Many seem to believe that a leader or manager must have a good understanding of the work their people are doing to be effective. I suspect this belief is rooted in an old-school view that workers can’t be trusted, and you need to supervise them and check up on their work.
Frankly, if you lead a team that’s like that, then you have far bigger problems than whether or not you need to understand their work. You have a recruitment issue, a motivation issue, a morale and cultural issue, and quite probably a leadership issue too.
Think about McGregor’s Theory X and Theory Y. If you want to spend more time at the Y end, then it is much more about the skills your team possess, and how much you can empower and support them to use those skills. Your skill should be that of being a leader, a mentor, and a resource provider, able to serve and support your team to be the best it can be.
Having many of the same skills as the team may well arise if you were promoted from within the team or it’s a professional environment, but this is fundamentally not necessary. It may even be a hindrance, making it harder to delegate, and leading to unwanted interference that may disempower. Think about the value you can and should add as a leader, and then do that.

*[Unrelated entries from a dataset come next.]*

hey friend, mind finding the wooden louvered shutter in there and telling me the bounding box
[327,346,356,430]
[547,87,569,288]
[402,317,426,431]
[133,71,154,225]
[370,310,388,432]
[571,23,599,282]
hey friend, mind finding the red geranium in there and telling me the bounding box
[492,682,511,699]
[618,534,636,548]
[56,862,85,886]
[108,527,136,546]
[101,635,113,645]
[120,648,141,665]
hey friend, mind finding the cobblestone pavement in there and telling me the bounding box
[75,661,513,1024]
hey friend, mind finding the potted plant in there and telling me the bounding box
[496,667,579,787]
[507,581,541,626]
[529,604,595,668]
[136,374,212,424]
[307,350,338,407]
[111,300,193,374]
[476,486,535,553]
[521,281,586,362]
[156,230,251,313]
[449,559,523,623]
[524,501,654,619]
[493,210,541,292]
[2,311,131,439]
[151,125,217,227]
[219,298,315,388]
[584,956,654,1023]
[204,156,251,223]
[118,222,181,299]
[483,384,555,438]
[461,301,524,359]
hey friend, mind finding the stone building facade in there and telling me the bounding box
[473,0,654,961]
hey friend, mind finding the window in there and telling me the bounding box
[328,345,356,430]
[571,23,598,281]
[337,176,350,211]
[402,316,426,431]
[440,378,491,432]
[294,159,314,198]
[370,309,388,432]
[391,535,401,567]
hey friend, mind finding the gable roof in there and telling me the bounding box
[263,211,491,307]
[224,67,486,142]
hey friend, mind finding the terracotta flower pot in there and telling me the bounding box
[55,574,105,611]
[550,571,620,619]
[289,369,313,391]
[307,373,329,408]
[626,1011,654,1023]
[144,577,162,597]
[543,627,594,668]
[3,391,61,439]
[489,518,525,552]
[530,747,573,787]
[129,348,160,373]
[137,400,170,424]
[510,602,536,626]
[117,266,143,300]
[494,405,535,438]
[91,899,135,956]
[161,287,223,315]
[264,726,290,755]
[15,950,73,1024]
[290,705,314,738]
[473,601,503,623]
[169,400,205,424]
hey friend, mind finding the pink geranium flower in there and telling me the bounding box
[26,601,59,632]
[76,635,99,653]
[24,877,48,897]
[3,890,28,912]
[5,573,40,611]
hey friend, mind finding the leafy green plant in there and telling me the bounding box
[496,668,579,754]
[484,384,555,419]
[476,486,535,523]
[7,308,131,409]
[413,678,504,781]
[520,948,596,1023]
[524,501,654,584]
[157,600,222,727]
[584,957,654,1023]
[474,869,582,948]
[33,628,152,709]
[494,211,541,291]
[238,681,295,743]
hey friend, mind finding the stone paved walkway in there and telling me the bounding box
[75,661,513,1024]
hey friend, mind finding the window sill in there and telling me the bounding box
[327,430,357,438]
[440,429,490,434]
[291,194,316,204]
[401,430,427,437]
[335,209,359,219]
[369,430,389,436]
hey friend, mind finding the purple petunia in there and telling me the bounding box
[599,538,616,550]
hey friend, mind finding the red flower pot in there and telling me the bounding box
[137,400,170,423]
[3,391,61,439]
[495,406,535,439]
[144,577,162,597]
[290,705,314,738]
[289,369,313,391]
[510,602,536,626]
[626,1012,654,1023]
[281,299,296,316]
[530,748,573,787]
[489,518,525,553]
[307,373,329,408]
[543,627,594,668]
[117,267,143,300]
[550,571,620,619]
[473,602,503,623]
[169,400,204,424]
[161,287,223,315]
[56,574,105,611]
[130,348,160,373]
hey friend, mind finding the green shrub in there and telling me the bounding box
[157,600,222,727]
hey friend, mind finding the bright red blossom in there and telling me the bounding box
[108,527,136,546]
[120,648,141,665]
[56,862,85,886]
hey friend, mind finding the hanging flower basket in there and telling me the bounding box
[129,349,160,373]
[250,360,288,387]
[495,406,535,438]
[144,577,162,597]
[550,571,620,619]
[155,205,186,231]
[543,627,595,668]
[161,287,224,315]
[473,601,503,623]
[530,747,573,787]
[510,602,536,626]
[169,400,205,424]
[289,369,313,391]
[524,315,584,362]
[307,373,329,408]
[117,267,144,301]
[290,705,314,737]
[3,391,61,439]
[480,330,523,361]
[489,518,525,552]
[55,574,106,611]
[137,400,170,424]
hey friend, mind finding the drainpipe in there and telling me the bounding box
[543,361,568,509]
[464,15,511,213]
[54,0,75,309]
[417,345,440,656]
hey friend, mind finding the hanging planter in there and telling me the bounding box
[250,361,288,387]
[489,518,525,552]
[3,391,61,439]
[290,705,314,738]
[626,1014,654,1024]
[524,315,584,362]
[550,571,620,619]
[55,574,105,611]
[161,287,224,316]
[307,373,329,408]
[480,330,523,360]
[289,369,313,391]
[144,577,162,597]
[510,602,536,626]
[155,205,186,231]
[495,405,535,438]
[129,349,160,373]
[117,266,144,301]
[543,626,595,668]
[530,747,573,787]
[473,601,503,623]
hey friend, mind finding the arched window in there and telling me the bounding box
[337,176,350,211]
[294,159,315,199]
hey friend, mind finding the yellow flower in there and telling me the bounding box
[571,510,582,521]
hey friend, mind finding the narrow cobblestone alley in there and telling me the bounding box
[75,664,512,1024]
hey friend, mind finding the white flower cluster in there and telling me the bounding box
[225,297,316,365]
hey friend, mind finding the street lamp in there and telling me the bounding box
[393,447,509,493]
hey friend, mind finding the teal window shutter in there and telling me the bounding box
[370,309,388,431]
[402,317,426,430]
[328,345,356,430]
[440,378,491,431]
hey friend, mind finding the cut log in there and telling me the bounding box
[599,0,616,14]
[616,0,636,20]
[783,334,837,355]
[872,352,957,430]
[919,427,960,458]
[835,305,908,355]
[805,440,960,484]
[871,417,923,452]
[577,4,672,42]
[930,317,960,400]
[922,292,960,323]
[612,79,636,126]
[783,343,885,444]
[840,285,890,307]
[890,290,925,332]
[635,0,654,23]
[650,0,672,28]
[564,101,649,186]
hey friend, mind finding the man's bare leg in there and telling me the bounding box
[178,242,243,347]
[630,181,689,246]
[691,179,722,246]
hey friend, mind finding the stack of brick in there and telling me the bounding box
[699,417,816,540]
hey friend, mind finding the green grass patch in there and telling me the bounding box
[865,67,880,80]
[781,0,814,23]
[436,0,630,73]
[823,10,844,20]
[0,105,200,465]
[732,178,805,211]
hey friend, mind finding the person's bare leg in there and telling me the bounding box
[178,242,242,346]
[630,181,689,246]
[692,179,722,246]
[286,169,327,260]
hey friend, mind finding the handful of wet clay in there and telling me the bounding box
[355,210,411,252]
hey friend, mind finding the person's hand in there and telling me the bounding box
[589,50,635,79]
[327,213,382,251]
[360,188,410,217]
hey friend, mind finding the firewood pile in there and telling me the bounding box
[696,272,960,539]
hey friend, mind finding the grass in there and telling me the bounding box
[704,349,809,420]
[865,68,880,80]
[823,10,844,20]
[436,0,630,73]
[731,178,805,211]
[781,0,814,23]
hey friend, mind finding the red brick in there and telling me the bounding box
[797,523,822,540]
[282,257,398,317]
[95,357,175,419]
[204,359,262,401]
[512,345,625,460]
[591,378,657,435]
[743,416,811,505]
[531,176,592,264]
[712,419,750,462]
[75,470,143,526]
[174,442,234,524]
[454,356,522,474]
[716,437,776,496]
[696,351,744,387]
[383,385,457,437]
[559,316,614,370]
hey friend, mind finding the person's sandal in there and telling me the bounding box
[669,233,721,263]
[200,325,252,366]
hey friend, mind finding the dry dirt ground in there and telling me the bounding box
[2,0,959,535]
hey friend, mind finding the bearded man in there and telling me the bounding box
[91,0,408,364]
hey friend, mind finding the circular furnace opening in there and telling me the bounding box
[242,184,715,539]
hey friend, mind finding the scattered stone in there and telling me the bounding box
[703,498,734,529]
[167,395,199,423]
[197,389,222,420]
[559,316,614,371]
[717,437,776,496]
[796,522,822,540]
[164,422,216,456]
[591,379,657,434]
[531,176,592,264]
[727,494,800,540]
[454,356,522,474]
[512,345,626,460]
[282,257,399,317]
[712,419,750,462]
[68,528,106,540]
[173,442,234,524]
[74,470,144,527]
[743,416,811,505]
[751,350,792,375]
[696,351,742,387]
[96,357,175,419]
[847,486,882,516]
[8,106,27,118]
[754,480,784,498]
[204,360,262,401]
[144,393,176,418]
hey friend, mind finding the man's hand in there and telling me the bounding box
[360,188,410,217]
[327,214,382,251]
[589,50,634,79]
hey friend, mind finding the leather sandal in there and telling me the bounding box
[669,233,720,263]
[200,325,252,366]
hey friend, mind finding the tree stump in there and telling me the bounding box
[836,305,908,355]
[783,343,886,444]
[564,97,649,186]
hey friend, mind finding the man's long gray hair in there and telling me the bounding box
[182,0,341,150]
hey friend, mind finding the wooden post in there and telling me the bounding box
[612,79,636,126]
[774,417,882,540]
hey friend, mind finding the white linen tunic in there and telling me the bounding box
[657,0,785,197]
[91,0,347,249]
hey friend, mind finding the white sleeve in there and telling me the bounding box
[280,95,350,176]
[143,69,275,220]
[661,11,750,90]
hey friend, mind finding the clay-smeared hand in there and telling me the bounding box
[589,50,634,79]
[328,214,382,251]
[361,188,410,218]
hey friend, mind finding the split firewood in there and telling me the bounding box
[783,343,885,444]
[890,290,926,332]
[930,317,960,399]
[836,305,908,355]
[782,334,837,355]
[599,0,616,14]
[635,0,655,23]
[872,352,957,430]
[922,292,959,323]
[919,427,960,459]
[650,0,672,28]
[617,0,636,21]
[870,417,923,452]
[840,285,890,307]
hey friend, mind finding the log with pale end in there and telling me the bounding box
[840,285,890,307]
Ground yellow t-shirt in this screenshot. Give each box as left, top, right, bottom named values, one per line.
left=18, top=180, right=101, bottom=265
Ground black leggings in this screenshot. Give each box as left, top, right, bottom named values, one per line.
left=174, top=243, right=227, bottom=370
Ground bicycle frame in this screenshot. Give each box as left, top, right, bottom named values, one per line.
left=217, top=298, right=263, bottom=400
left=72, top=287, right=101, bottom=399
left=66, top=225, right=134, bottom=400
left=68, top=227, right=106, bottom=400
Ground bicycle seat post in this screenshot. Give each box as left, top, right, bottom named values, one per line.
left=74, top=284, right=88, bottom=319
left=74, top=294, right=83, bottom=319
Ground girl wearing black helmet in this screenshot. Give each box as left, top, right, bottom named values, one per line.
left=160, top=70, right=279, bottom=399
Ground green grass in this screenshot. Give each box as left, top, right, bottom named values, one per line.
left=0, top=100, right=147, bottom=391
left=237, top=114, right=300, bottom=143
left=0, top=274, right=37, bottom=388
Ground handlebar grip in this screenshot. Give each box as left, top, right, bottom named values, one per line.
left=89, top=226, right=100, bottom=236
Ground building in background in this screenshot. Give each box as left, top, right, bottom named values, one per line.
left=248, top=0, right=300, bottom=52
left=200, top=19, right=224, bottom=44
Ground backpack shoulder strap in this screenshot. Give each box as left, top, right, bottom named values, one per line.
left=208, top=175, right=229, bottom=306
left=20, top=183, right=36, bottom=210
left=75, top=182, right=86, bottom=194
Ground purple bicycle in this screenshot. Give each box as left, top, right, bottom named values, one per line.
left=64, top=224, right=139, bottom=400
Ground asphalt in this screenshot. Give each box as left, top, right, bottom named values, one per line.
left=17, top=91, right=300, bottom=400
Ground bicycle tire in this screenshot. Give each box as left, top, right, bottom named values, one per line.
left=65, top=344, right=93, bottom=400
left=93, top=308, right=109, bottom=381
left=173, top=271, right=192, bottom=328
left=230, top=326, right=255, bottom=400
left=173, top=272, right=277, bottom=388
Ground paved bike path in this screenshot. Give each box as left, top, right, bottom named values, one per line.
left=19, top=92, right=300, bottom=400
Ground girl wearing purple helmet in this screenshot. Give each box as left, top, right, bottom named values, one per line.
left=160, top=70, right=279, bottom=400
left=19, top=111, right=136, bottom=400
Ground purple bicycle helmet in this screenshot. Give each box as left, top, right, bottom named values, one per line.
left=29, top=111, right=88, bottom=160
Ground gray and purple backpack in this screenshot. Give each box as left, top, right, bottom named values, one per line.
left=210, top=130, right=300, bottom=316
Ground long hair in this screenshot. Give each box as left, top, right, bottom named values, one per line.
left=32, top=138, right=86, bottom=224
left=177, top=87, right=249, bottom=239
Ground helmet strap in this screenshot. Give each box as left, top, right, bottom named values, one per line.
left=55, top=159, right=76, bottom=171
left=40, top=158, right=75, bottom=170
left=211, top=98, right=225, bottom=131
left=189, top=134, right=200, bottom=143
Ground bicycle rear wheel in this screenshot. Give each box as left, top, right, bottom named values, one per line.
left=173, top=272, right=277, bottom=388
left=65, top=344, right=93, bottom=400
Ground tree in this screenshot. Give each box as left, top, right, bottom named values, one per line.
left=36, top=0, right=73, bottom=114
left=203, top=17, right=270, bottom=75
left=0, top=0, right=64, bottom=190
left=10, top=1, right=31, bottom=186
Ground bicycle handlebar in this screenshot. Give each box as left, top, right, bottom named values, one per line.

Some believe not only that the leader or manager should have a sound technical understanding, but that they should be the source of all knowledge and wisdom. If this is your view, then you are still in trouble, just a different kind.
Let’s face it, your name probably isn’t Mr or Ms Google. It isn’t your job to be the encyclopaedia from which staff can obtain answers to every question. Indeed, consistently providing answers is unlikely to grow capability, develop successors, or enhance team performance.
Your job is to help people find the answers for themselves, and you are far more valuable when you ask the right questions than when you give the answer. You are there to help your people develop and grow, to learn and improve.
Have a look at Adair’s Action Centred Leadership. Your purpose is to find the point of intersection between the three circles, in order to help the team and each individual to learn and grow while delivering the right result for the organisation.
To put it another way: do managers need to know everything?
They need to know how to be a leader.